Contact with the abusive parent
The big issue for parents who have separated from an abusive person is contact between their child and the child's other parent/step-parent. Before making arrangements, there are some things that should be considered.
Is it safe for the victim or their children to see the other parent? Do the children want to see their other parent? If yes, for how long and how often would be appropriate? Even if it is safe for the child, does the victim feel safe? If the victim doesn't feel safe or doesn't want to see the other parent, the child could see them at the home of someone the victim can trust or at a contact centre.
If the victim and the children feel safe seeing their other parent, where would be a good place to meet? The meeting could be in a place that is neutral and safe (for example, a local park, local outdoor/indoor playground).
If contact stopped but is starting again, how could the victim help the child with this change? Perhaps the victim could take things slowly by having some short visits first.
Is there is a chance that the victim and their child's other parent might argue or fight?

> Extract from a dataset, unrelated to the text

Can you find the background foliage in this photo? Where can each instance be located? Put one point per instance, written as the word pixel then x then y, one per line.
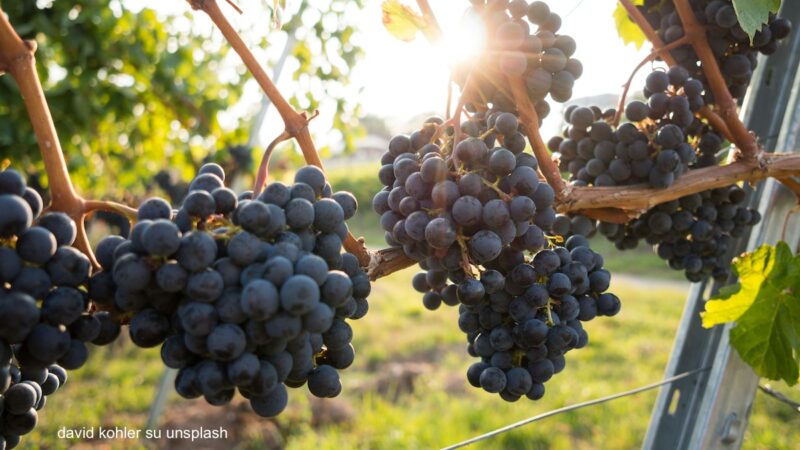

Is it likely that the child might feel upset or worried about arguments when they see the two of them together? Having a contact centre or mutual friend to do the handover can sometimes be less confusing and scary for the child.
Very young children will not understand what is going on, but as they get older, the child will probably start to see and talk about the contact visits. It's important to give the child lots of chances to talk about their feelings and to support them and respond to their worries in simple words.
It's important to get further legal advice and/or counselling if there are concerns about the victim or their child's safety.